Saturday, October 31, 2009

How Do You Measure the Value of Something That Has No Price?

Global end user spending on communications services (voice and data, not entertainment video) runs about $1.8 trillion a year or so, one can extrapolate from the most-recent International Telecommunicatons Union statistics.

Fixed line voice probably sits at about the $740 billion range in 2009.

Infonetics Research says VoIP services bring in $21 billion for service providers in the first half, so assume an annual total of $42 billion. Assume 16 percent of those revenues are for trunking services of one sort or another and voice revenues might hit $35 billion or so for the full year.

That suggests VoIP services represent about 4.7 percent of total global voice revenues in 2009.

The point is that VoIP remains a relatively small portion of global voice revenues. But the situation is more complicated than simply how VoIP stacks up as a revenue driver.

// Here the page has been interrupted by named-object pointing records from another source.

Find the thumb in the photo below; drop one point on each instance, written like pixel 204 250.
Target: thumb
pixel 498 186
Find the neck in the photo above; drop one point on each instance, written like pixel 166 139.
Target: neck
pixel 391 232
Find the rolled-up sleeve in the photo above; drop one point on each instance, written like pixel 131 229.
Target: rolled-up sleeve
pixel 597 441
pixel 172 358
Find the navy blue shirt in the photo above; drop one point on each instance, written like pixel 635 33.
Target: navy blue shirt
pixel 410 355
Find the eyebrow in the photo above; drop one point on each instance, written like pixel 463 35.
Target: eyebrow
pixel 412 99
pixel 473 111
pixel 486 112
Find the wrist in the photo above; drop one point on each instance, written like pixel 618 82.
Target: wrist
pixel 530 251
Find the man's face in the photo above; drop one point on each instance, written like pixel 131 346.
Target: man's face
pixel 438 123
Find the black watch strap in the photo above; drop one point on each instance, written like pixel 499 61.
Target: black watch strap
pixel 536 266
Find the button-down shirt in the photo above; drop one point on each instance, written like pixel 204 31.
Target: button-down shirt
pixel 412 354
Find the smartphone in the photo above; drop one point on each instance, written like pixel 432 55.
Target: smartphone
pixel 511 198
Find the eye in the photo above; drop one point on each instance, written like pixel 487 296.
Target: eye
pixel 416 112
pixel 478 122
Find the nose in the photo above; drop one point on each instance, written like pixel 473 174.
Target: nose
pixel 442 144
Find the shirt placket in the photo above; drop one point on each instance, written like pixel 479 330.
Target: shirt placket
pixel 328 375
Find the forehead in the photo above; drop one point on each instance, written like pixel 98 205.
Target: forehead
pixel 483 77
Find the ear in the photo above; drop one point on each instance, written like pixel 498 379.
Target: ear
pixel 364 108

The larger problem with voice revenues, as everyone agrees, is that it is trending towards becoming an "application," not a service. That means it will sometimes be provided "at no incremental cost," or at "very low incremental cost."

The value VoIP represents cannot be strictly measured using "revenue" metrics, anymore than the value of email or instant messaging or presence can be measured by revenue metrics. Probably all that anyone can say with some assurance is that the value VoIP represents is greater than five percent of the total value of voice communications, as many sessions occur on a "non-charged" basis.

Many years ago, consumers got access to email in one of two ways. They got email access from their employers, or they bought dial-up Internet access and got their email from their ISPs. In neither case has it, or is, possible to calculate the economic value of email, as the measurable "product" for a consumer was the value of the dial-up Internet connection.

Business value is even harder to calculate, as organizations can buy software and hardware to host their own email, and then buy access connections that support any number of applications, without any specific fee required to host email services.

The larger point is that, in future years, the service revenue attributable directly to voice services will be a number that might remain flat, might grow or might shrink. If voice revenues ultimately shrink, as they might in many markets, or if VoIP replaces TDM versions of voice, that will not necessarily mean that people are talking less, or that the value ascribed to voice is less.

It simply will mean that the value is only indirectly measurable. Only one thing can be said for sure. Markets whose products cannot be directly measured will not be measured. The first sign of this is the increasing use of metrics such as "revenue generating units" or "services per customer" or "average revenue per user."

At some point, though it might still be a measurable quantity, the value of voice services will be only partially represented by "service" revenue. It's tough to measure the value of something that has no specific "incremental cost."

So what will market researchers and agencies do? What they have done before: they will measure the value of some associated product that does have a market price. They will measure the value of purchased access connections, rather than particular applications, much as one could measure ISP access subscriptions, but not the value of email.